Each year, there are an estimated 180,000 recurrent strokes in the United States. The study identified several modifiable factors that are associated with stroke survivors’ compliance in taking medication that can help prevent recurrent stroke. Researchers hope those factors will prove effective targets for improving compliance.
The paper appears online this week in the Archives of Neurology, one of the JAMA/Archives journals, and is scheduled to appear in the journal’s December print issue.
“There is very little known about how stroke patients feel about their medications and all of the complicated reasons that people may or may not stay on those medications,” said Cheryl D. Bushnell, M.D., M.H.S., an associate professor of neurology at Wake Forest Baptist and lead author on the study. “Physicians can prescribe all of the right medications, but if patients don’t take them, they’re not receiving the benefits of prevention.”
So, Bushnell and colleagues, including researchers at Duke Clinical Research Institute, designed a study similar to those done to investigate medication compliance in patients with coronary artery disease. They looked at compliance issues from the patients’ perspective, as well as system and provider issues, such as what type of doctor the patients saw, what kind of follow-up care they had and the patients’ understanding of their medications and why they were taking them.
The researchers studied 2,598 patients from the Adherence Evaluation After Ischemic Stroke–Longitudinal (AVAIL) Registry to evaluate how many stroke patients continued taking their prescribed medications to prevent a second stroke three months after their discharge from the hospital. The chance of a second stroke, the authors noted, is greatest during the first three months after the initial attack.
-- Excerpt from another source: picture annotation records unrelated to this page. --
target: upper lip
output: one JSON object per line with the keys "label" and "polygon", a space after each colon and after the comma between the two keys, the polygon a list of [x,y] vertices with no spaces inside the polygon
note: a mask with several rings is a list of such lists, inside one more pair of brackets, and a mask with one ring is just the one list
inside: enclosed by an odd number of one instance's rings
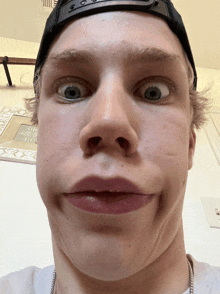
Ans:
{"label": "upper lip", "polygon": [[141,190],[131,181],[122,178],[103,179],[100,177],[86,177],[77,182],[68,194],[77,192],[112,192],[112,193],[130,193],[143,194]]}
The authors found that about 75 percent of those studied had continued with their full regimen of medications – usually including an aspirin or other type of blood thinner, blood pressure medication and cholesterol lowering medication – three months after discharge. But they also found that nearly 20 percent of patients had stopped taking one or more of their prescribed medications, while 3.5 percent of patients weren’t taking any of their medications at three months.
“This is actually much better than what we would expect based on our clinical experience,” Bushnell said. “It’s surprising at how high the compliance rate was. As physicians, we often see a lot more patients stopping their medicine on their own or having it stopped by a physician, so we think this may have been a best-case scenario, but it’s still concerning. That’s a lot of people at high risk of having a second stroke who are not doing everything they can to prevent it.” Bushnell explained that the participating hospitals were all involved in quality improvement activities for stroke care, so they were highly motivated to have good stroke outcomes. It is possible that the patients at these hospitals were seen for their follow-up appointments by the same doctor who prescribed the medications at discharge, unlike many hospitals where follow-up care is handled by the patient’s normal doctor.
Researchers learned from the study that multiple factors were associated with persistence in continuing secondary medication regimens, including the presence of cardiovascular disease and risk factors prior to stroke, having insurance, having a better quality of life, being prescribed fewer discharge medications and having an understanding of why these medications were prescribed and how to refill them. Additionally, increasing age, lesser stroke disability and fewer financial hardships were also associated with persistence in continuing medication regimens.
Bushnell also explained that many times, patients aren’t discontinuing their medications on their own, but rather their doctors may be discontinuing them.
“I think that a lot of patients will tell their doctors that the medication doesn’t agree with them or they can’t take it for some other reason and the doctor takes them off of it,” Bushnell said. “Many doctors try to limit the number of medications a patient has to take, especially when a lot of the same medicines can be used to treat both stroke and coronary disease.”
In fact, patients who had a diagnosis of coronary disease or some other chronic disease before their stroke and were accustomed to taking daily medications to treat that condition were more likely to continue taking their new medications after stroke, the study showed.
“Patients who are taken off-guard by a stroke, and are given a lot of new medications and a new diagnosis, can get a little overwhelmed and the result can be discontinuation of one or more medications,” she said. “But we learned that patients who actually understand why they are being prescribed each new medication and how to go about refilling their prescriptions are more compliant. This is a really important teaching moment. We, as doctors, need to make sure we are giving patients more specific information upon discharge. We need to explain things in more detail, such as, ‘This blood pressure medication we’re asking you to take isn’t just for lowering your blood pressure, it’s for preventing another stroke.’
“This study has really changed the way I interact with my patients,” Bushnell added. “I’ve started asking the sometimes uncomfortable questions about whether they can afford their medications and if they’re taking them. If they aren’t, I’m asking why. My passion is to try to prevent recurrent stroke and to understand the patients’ and caregivers’ perspectives and the barriers and areas we can intervene in to make sure that people have the knowledge and resources to keep taking their medicines. Hopefully, we as providers can improve patients’ medication compliance through better communication and by being aware of the factors associated with medication discontinuation.”
The researchers’ next study will reveal the compliance results one year after hospital discharge.
This study was conceived and designed by the AVAIL team, researchers at Duke Clinical Research Institute, the project executive committee and an American Heart Association representative. The AVAIL analyses were also supported in part by a grant from the Agency for Healthcare Research and Quality.